Sometime in the late 1970s, though, he had gotten into trouble. He had hired a young lawyer by the name of Ethan Sinclare, a rising star in one of Atlanta’s white-shoe firms. I couldn’t tell quite what kind of trouble Snow was in. Beamer Beasley didn’t seem to know either, and whatever it was, Sinclare appeared to have earned his fee and succeeded at making it disappear. A Forbes magazine profile of Snow in 1981 (“The Man Who Killed Off the Rotary Phone”) alluded only to an extended leave of absence, taken at his summer home on Nantucket, from which Snow had returned to work energized and more bullish than ever.
What Beasley did know was that late in 1979, when Sinclare was questioned about the murders of Boone and Sadie Rawson Smith, he had had an impeccable alibi. He had been locked in a conference room at his downtown office, conferring with his client Verlin Snow. Snow confirmed this when police followed up. Yes, he was absolutely certain about the date and hours in question. No, Sinclare could not have slipped out for any length of time. Lawyer and client had been hunkered over stacks of documents, heads bowed together, the entire -afternoon. Snow was a pillar of the business community, a member of the right country club, on the executive committee of the Commerce Club.

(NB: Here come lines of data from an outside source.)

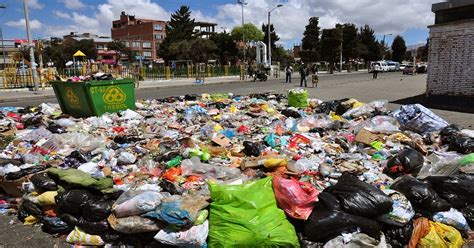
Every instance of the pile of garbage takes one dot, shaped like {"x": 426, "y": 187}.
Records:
{"x": 248, "y": 171}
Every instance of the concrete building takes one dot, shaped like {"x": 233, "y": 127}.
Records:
{"x": 104, "y": 55}
{"x": 142, "y": 36}
{"x": 451, "y": 50}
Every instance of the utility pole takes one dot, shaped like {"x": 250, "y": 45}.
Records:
{"x": 242, "y": 3}
{"x": 30, "y": 44}
{"x": 270, "y": 36}
{"x": 3, "y": 44}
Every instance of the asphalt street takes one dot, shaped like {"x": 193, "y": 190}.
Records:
{"x": 390, "y": 86}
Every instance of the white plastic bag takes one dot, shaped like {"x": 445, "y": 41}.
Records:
{"x": 194, "y": 237}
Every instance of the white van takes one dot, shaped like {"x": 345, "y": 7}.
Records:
{"x": 383, "y": 67}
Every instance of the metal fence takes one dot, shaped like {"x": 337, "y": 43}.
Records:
{"x": 22, "y": 78}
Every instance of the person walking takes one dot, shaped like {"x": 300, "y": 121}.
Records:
{"x": 289, "y": 71}
{"x": 375, "y": 70}
{"x": 303, "y": 74}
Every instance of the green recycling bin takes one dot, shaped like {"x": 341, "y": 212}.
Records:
{"x": 93, "y": 98}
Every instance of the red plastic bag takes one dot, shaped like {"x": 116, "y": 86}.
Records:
{"x": 295, "y": 198}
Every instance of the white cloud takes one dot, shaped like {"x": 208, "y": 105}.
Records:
{"x": 73, "y": 4}
{"x": 34, "y": 24}
{"x": 290, "y": 20}
{"x": 34, "y": 4}
{"x": 62, "y": 15}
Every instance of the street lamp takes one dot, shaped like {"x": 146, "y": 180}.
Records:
{"x": 30, "y": 44}
{"x": 269, "y": 35}
{"x": 242, "y": 3}
{"x": 383, "y": 45}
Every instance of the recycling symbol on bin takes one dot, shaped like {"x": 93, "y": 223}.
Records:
{"x": 71, "y": 96}
{"x": 114, "y": 95}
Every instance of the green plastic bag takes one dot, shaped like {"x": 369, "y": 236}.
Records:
{"x": 298, "y": 98}
{"x": 247, "y": 216}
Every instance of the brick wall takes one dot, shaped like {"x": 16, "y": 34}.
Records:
{"x": 451, "y": 59}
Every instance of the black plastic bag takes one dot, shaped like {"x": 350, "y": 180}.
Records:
{"x": 457, "y": 189}
{"x": 93, "y": 227}
{"x": 251, "y": 149}
{"x": 468, "y": 213}
{"x": 69, "y": 219}
{"x": 461, "y": 144}
{"x": 398, "y": 237}
{"x": 43, "y": 183}
{"x": 360, "y": 198}
{"x": 54, "y": 225}
{"x": 408, "y": 161}
{"x": 328, "y": 221}
{"x": 25, "y": 172}
{"x": 31, "y": 208}
{"x": 97, "y": 209}
{"x": 72, "y": 201}
{"x": 421, "y": 195}
{"x": 290, "y": 113}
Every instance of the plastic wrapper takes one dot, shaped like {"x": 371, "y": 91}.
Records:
{"x": 133, "y": 224}
{"x": 97, "y": 209}
{"x": 79, "y": 237}
{"x": 453, "y": 218}
{"x": 419, "y": 119}
{"x": 408, "y": 161}
{"x": 247, "y": 215}
{"x": 73, "y": 200}
{"x": 195, "y": 236}
{"x": 42, "y": 182}
{"x": 366, "y": 109}
{"x": 136, "y": 203}
{"x": 179, "y": 210}
{"x": 420, "y": 194}
{"x": 295, "y": 198}
{"x": 360, "y": 198}
{"x": 54, "y": 225}
{"x": 441, "y": 235}
{"x": 356, "y": 240}
{"x": 457, "y": 189}
{"x": 328, "y": 221}
{"x": 401, "y": 212}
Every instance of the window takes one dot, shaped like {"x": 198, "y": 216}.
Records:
{"x": 136, "y": 44}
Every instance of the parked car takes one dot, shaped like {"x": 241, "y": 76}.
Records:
{"x": 383, "y": 67}
{"x": 409, "y": 69}
{"x": 393, "y": 66}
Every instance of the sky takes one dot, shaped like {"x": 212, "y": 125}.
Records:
{"x": 408, "y": 18}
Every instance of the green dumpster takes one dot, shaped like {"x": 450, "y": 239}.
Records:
{"x": 93, "y": 98}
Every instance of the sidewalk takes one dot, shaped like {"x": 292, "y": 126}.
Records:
{"x": 12, "y": 95}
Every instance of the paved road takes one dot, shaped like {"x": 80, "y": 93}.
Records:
{"x": 390, "y": 86}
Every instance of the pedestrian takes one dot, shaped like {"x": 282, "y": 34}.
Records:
{"x": 375, "y": 70}
{"x": 289, "y": 71}
{"x": 303, "y": 74}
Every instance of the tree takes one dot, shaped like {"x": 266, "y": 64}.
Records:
{"x": 274, "y": 37}
{"x": 350, "y": 41}
{"x": 310, "y": 43}
{"x": 119, "y": 47}
{"x": 398, "y": 48}
{"x": 331, "y": 45}
{"x": 179, "y": 28}
{"x": 252, "y": 33}
{"x": 226, "y": 48}
{"x": 370, "y": 48}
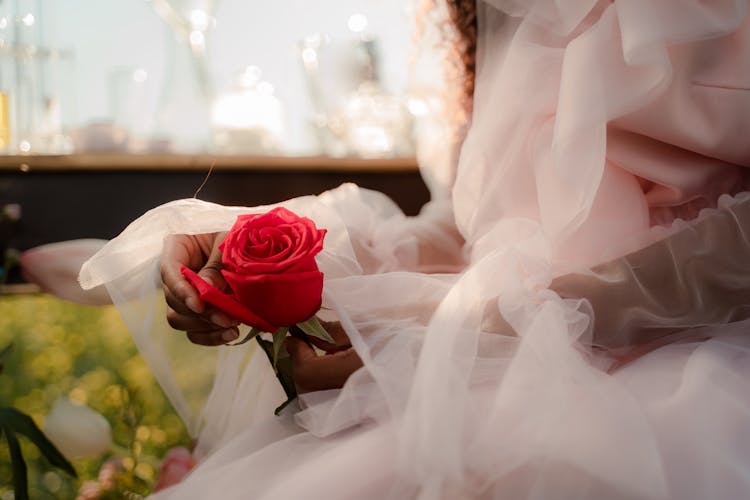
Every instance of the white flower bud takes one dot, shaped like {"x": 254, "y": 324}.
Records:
{"x": 12, "y": 211}
{"x": 77, "y": 430}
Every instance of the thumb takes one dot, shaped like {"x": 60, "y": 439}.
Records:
{"x": 211, "y": 270}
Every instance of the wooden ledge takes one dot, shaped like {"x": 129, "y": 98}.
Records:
{"x": 176, "y": 162}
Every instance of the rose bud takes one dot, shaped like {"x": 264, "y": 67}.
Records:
{"x": 269, "y": 265}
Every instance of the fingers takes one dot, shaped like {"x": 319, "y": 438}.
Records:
{"x": 316, "y": 373}
{"x": 204, "y": 324}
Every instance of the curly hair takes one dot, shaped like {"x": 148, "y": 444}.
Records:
{"x": 463, "y": 16}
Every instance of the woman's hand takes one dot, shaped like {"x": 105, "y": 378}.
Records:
{"x": 204, "y": 324}
{"x": 313, "y": 372}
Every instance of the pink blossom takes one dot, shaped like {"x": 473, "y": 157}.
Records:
{"x": 174, "y": 467}
{"x": 89, "y": 490}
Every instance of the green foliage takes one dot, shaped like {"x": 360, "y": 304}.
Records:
{"x": 12, "y": 423}
{"x": 84, "y": 353}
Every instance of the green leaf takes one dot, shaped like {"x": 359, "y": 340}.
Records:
{"x": 15, "y": 421}
{"x": 278, "y": 342}
{"x": 283, "y": 372}
{"x": 313, "y": 328}
{"x": 18, "y": 466}
{"x": 250, "y": 336}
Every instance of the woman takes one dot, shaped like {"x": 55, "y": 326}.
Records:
{"x": 593, "y": 343}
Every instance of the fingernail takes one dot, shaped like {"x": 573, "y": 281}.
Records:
{"x": 193, "y": 304}
{"x": 229, "y": 335}
{"x": 221, "y": 320}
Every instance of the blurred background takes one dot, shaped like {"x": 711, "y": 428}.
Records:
{"x": 290, "y": 77}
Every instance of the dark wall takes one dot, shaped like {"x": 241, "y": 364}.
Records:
{"x": 63, "y": 205}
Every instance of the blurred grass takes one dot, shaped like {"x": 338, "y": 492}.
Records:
{"x": 85, "y": 353}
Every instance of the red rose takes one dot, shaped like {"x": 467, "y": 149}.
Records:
{"x": 269, "y": 264}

His word was gold.
I was able to piece together most of Verlin Snow’s background from my kitchen table. Astonishing what you can accomplish these days, armed with a laptop and a fast Internet connection. But the press clippings petered out after his retirement in the early nineties. He was quoted a few times, trotted out for expert analysis, in news stories covering various telecom antitrust lawsuits. The last reference I could find was from 1997—sixteen years ago—when the student newspaper for Northwestern University mentioned that Snow would be guest--lecturing at the Kellogg Graduate School of Management.